Every now and then a crashed P-51 turns up. Coggan thinks there are probably some in Russia and some in Indonesia. Mike VadeBonCoeur is working on one that was pulled from a lake in Uruguay. "It was pretty much Swiss cheese," he says. Practically the only thing that will be original in the restoration is the manufacturer's data plate. "that's enough," says Saether. "then you have the airplane's soul."

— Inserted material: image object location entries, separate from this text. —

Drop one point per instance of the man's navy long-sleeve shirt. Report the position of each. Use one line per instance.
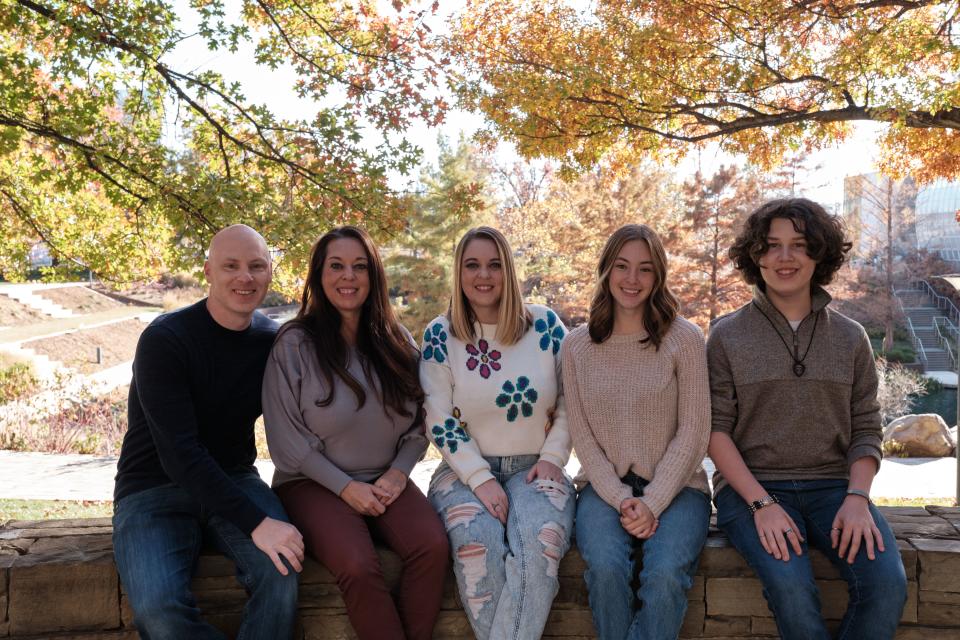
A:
(194, 398)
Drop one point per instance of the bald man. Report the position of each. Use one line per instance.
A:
(186, 474)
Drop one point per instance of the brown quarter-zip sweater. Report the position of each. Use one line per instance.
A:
(786, 426)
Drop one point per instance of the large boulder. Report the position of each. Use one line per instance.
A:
(922, 436)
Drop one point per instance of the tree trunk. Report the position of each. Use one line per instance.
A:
(888, 293)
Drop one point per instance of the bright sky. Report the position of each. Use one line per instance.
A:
(275, 88)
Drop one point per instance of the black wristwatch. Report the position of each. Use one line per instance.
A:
(765, 501)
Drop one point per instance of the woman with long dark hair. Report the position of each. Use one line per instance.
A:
(341, 403)
(490, 370)
(796, 429)
(635, 380)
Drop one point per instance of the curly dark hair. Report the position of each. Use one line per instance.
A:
(380, 338)
(826, 242)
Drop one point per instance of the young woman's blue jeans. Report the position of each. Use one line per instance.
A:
(878, 588)
(670, 560)
(506, 575)
(157, 536)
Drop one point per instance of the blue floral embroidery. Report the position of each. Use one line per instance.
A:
(551, 332)
(435, 343)
(518, 397)
(452, 433)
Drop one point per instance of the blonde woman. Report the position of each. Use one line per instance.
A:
(639, 409)
(491, 374)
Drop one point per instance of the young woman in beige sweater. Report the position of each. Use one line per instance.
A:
(635, 379)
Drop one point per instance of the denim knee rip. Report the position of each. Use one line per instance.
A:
(553, 538)
(473, 562)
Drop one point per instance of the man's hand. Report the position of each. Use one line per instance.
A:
(545, 471)
(364, 498)
(637, 519)
(777, 532)
(393, 482)
(277, 538)
(852, 524)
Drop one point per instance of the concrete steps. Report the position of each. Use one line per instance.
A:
(26, 295)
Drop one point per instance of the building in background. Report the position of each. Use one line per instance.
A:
(936, 220)
(879, 212)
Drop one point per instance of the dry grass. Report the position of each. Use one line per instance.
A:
(13, 313)
(54, 509)
(78, 349)
(80, 300)
(915, 502)
(177, 298)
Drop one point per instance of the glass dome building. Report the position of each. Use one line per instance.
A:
(936, 219)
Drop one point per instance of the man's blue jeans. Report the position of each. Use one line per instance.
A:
(157, 537)
(670, 560)
(878, 588)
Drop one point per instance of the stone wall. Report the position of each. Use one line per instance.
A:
(58, 580)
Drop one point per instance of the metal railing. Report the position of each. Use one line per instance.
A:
(914, 340)
(917, 343)
(947, 337)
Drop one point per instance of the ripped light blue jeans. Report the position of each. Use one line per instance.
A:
(506, 575)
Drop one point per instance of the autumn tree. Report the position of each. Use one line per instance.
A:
(452, 197)
(879, 212)
(88, 94)
(577, 81)
(558, 237)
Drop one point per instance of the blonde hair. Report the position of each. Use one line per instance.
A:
(513, 318)
(662, 306)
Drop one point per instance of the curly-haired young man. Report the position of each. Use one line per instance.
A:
(796, 429)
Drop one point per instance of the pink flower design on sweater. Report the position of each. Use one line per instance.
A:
(483, 357)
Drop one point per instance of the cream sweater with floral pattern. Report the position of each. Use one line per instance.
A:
(484, 398)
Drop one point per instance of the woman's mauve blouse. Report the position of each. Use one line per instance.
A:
(340, 442)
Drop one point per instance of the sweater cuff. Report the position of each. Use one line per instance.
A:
(316, 467)
(654, 503)
(250, 520)
(552, 459)
(863, 451)
(479, 478)
(624, 492)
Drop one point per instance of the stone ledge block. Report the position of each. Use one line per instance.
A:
(908, 555)
(763, 627)
(939, 597)
(939, 564)
(90, 635)
(913, 600)
(694, 619)
(722, 561)
(927, 633)
(735, 597)
(58, 586)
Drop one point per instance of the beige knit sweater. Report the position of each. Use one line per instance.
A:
(633, 408)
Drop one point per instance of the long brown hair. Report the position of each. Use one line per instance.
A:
(513, 318)
(381, 340)
(661, 307)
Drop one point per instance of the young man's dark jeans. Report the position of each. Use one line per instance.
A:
(157, 536)
(878, 588)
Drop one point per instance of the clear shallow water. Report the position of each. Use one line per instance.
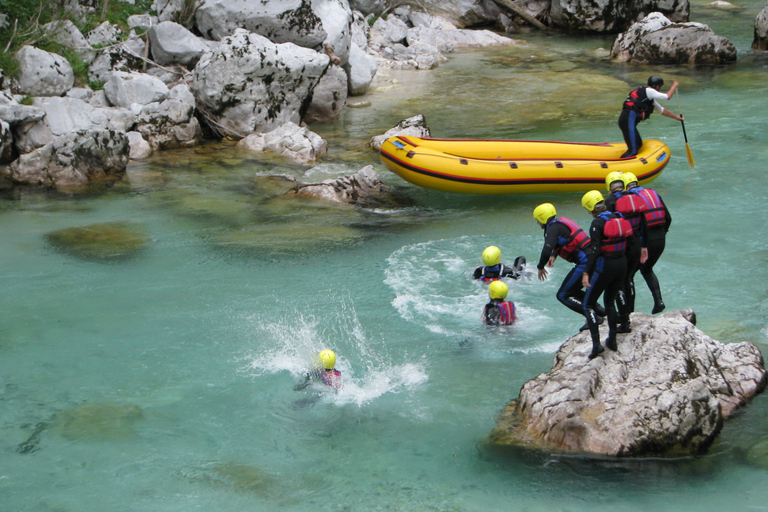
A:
(164, 382)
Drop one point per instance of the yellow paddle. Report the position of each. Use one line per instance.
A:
(687, 147)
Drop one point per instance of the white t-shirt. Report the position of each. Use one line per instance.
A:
(656, 95)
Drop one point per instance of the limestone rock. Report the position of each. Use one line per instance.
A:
(171, 43)
(657, 40)
(42, 73)
(761, 31)
(415, 126)
(329, 96)
(362, 189)
(285, 21)
(72, 161)
(249, 84)
(124, 89)
(665, 391)
(290, 140)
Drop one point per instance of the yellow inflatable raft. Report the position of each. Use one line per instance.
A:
(475, 166)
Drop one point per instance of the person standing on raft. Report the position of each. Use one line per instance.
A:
(639, 106)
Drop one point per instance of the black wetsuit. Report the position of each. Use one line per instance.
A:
(571, 291)
(496, 272)
(633, 253)
(607, 272)
(655, 240)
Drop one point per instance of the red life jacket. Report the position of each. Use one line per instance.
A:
(642, 201)
(507, 310)
(631, 207)
(639, 101)
(488, 279)
(499, 313)
(577, 241)
(615, 233)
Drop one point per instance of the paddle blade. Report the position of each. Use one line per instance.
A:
(690, 155)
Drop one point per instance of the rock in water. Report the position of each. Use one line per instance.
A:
(665, 391)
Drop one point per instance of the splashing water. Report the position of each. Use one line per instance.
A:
(366, 370)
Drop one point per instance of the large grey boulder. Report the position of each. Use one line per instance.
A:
(43, 73)
(280, 21)
(126, 89)
(360, 70)
(611, 16)
(6, 143)
(105, 34)
(126, 56)
(291, 141)
(329, 96)
(171, 123)
(657, 40)
(249, 84)
(415, 126)
(760, 41)
(67, 34)
(464, 13)
(665, 391)
(363, 189)
(171, 43)
(64, 115)
(73, 161)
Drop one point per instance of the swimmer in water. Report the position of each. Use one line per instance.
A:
(494, 269)
(325, 372)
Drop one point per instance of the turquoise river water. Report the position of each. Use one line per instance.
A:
(164, 381)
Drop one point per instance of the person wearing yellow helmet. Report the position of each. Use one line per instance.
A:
(606, 269)
(649, 216)
(639, 106)
(499, 311)
(494, 269)
(564, 238)
(325, 372)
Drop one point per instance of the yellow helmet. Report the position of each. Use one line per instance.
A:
(327, 359)
(630, 178)
(491, 256)
(591, 199)
(614, 177)
(498, 290)
(544, 212)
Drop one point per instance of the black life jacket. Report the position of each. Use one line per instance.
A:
(577, 241)
(616, 231)
(493, 275)
(639, 101)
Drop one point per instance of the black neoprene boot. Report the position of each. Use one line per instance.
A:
(658, 304)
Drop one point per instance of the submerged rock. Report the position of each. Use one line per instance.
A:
(665, 391)
(99, 421)
(104, 242)
(362, 188)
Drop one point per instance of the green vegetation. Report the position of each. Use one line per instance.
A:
(26, 17)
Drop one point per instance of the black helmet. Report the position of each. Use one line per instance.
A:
(655, 81)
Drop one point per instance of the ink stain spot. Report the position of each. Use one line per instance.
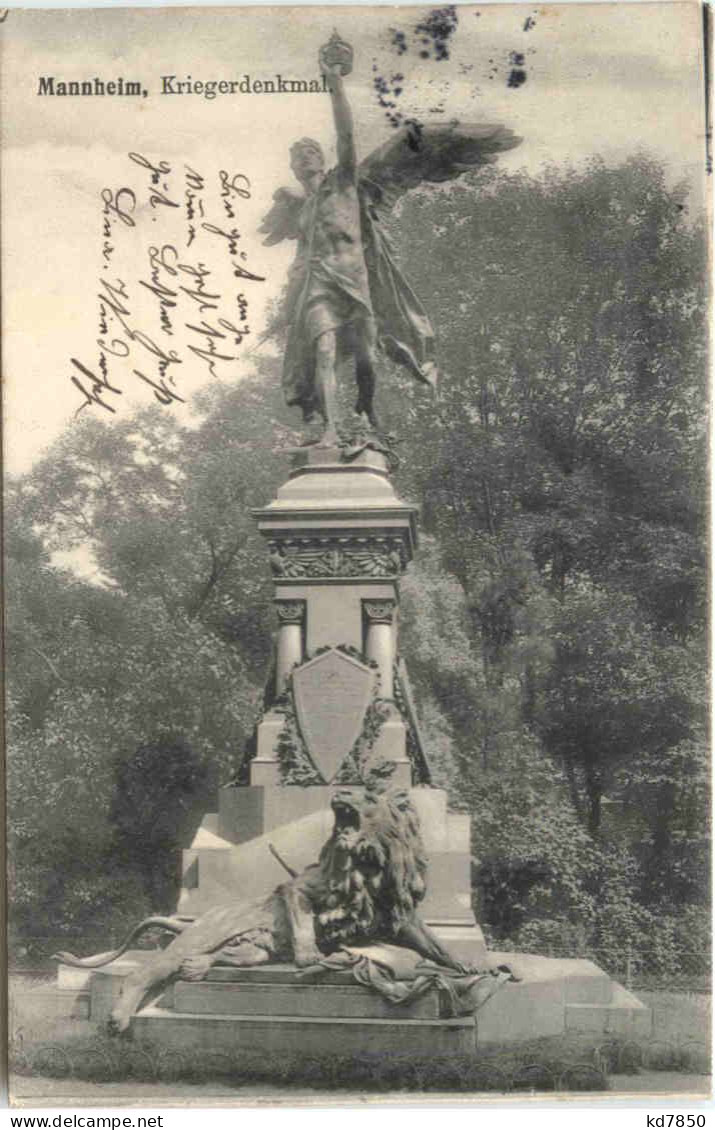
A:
(517, 77)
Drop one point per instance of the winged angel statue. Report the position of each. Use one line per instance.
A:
(346, 295)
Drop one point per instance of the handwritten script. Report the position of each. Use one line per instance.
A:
(174, 285)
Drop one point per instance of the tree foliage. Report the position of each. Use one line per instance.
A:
(554, 622)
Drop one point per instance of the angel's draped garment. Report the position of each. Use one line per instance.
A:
(342, 278)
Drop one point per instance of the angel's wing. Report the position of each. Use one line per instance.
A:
(430, 153)
(281, 222)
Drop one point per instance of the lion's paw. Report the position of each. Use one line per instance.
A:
(307, 956)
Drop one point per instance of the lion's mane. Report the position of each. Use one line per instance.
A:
(372, 876)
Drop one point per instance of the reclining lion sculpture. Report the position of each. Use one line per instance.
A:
(365, 887)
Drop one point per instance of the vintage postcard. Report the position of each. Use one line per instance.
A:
(355, 387)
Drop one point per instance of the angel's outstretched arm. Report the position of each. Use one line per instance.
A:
(342, 115)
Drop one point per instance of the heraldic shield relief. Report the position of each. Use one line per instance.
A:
(331, 694)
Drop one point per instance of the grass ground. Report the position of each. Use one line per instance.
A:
(68, 1061)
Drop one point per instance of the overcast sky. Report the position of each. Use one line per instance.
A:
(600, 79)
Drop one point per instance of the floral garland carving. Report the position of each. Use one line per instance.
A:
(295, 762)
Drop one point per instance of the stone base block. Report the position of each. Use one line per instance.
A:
(289, 1035)
(622, 1016)
(522, 1011)
(307, 1000)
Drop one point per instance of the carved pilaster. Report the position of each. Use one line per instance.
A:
(380, 641)
(290, 611)
(378, 611)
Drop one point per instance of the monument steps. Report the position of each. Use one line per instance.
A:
(315, 1035)
(308, 1000)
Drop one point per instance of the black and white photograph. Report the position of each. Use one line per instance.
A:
(355, 439)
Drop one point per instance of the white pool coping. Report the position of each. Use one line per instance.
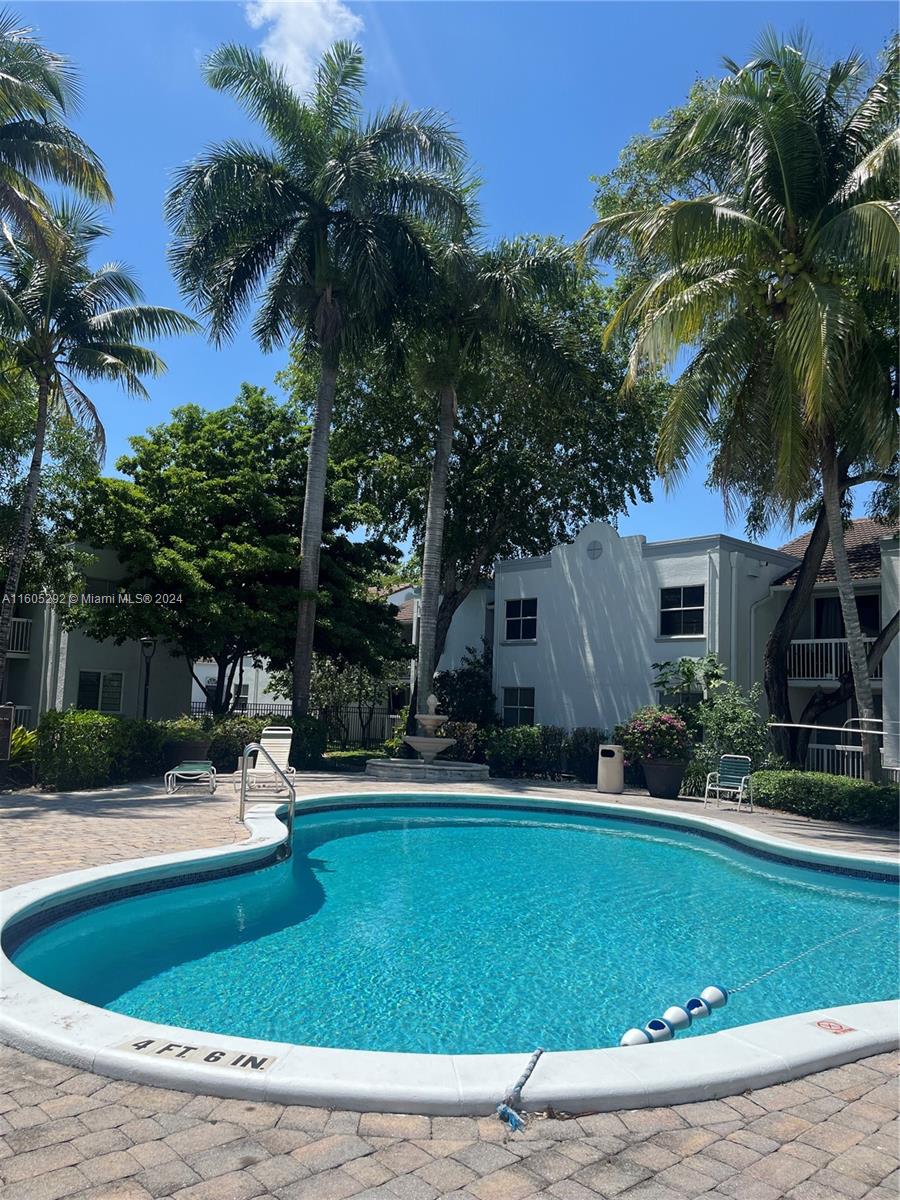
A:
(48, 1024)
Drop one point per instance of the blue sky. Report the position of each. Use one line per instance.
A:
(545, 95)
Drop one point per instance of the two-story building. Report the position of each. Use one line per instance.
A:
(53, 666)
(574, 634)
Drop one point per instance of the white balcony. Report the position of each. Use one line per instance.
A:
(19, 637)
(822, 659)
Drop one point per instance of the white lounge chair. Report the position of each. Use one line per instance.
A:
(276, 741)
(731, 781)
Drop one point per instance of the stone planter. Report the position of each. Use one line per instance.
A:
(193, 750)
(664, 777)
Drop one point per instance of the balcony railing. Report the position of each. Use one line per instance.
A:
(19, 636)
(22, 717)
(844, 760)
(822, 658)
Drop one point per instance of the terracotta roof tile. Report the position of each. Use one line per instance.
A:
(405, 612)
(862, 539)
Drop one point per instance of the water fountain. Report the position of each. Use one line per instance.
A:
(427, 768)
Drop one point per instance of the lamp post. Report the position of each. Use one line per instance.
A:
(148, 648)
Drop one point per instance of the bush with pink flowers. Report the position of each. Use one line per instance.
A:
(654, 732)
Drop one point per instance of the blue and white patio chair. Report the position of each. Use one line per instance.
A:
(731, 781)
(193, 772)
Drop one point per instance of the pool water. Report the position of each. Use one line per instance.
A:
(475, 930)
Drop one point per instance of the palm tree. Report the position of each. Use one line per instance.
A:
(36, 90)
(772, 285)
(484, 295)
(64, 324)
(323, 227)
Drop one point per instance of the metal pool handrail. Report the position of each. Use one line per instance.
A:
(255, 748)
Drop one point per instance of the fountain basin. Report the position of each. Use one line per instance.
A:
(418, 771)
(429, 748)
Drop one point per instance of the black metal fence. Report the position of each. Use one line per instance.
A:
(199, 708)
(349, 726)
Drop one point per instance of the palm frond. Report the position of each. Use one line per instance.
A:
(339, 84)
(863, 239)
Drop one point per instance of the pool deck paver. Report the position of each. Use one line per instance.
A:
(66, 1133)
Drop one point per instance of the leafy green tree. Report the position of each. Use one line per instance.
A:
(466, 694)
(483, 295)
(771, 285)
(323, 227)
(210, 514)
(66, 324)
(523, 475)
(36, 90)
(53, 561)
(648, 175)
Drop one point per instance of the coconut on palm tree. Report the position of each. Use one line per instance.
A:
(65, 325)
(322, 226)
(37, 88)
(773, 288)
(483, 295)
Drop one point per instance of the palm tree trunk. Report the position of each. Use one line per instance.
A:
(19, 546)
(311, 532)
(856, 647)
(779, 642)
(435, 544)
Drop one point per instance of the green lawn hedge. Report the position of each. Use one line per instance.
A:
(827, 797)
(82, 749)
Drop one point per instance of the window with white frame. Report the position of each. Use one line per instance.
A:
(681, 611)
(517, 706)
(521, 621)
(101, 690)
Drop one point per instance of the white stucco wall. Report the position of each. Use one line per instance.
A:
(598, 619)
(891, 666)
(48, 678)
(467, 629)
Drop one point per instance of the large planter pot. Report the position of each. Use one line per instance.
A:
(664, 777)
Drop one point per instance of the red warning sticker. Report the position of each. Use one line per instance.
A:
(834, 1027)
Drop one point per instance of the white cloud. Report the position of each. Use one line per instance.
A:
(298, 31)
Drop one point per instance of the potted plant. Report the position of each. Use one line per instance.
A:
(187, 739)
(660, 742)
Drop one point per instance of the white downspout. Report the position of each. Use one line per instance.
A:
(733, 640)
(754, 606)
(712, 640)
(414, 635)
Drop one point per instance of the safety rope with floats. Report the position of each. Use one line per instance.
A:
(510, 1109)
(663, 1029)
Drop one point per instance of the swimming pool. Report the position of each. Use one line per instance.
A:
(449, 929)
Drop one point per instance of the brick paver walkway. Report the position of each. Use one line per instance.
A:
(829, 1137)
(67, 1133)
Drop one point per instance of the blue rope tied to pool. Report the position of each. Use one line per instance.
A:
(510, 1109)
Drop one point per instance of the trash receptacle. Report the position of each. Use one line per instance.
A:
(611, 769)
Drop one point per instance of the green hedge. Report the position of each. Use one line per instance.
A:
(827, 797)
(83, 749)
(527, 750)
(79, 750)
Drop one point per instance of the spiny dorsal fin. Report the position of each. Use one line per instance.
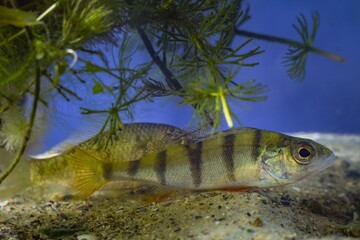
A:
(88, 173)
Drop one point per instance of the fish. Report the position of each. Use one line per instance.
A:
(53, 175)
(234, 160)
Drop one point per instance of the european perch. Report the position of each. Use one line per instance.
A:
(235, 159)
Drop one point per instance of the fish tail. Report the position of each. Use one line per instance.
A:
(88, 173)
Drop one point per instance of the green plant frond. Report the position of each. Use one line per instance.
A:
(211, 96)
(295, 58)
(86, 19)
(156, 88)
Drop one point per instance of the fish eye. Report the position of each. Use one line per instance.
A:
(303, 153)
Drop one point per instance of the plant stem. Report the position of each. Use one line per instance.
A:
(29, 128)
(169, 77)
(288, 42)
(172, 82)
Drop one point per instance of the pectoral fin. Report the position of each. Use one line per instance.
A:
(88, 173)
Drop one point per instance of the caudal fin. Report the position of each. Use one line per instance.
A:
(88, 173)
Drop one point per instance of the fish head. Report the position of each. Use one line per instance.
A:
(293, 159)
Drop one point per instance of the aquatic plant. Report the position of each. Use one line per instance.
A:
(189, 42)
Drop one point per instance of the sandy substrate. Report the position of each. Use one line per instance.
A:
(325, 206)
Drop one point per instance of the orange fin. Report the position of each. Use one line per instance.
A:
(88, 173)
(237, 189)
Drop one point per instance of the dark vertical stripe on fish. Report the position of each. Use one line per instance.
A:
(256, 144)
(195, 162)
(228, 155)
(133, 167)
(107, 171)
(160, 166)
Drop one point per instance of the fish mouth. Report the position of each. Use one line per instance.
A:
(322, 165)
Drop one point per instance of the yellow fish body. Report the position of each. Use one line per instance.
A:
(54, 175)
(231, 160)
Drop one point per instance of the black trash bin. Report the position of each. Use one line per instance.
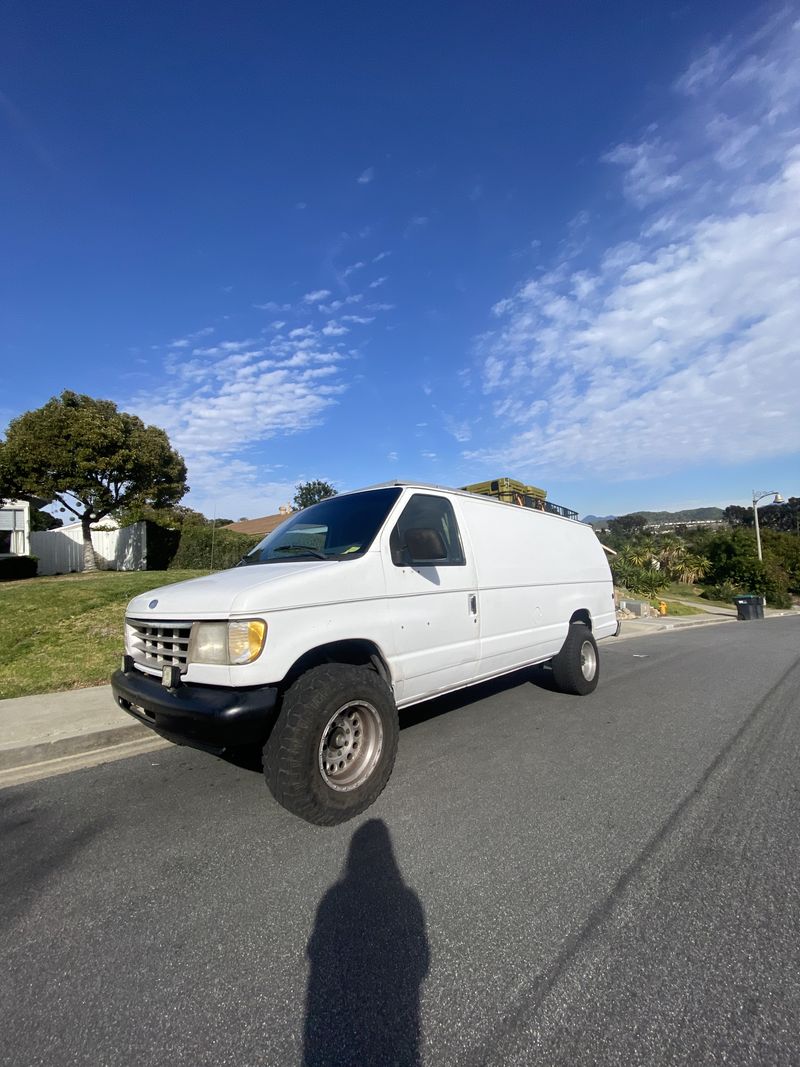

If you have the money and find the airplane, there are four or five businesses in the United States rebuilding or restoring airframes and a like number overhauling Merlin engines. The majority of Mustang restorations today copy a modification ordered by the Army Air Forces near the end of World War II. So many pilots were killed in the P-51 during training that the Army finally decided to order a dual-control, dual-cockpit trainer. North American built 10 and a further 15 single-seaters were modified by Temco, an aircraft conversion operation in Dallas, Texas.
By Sunday afternoon, the Mustangs were gone. Some headed to Lakeland for the Sun 'n Fun fly-in; the rest went home to Indiana, California, Kentucky, New York. Tim Shea had never seen the airport look quite so empty.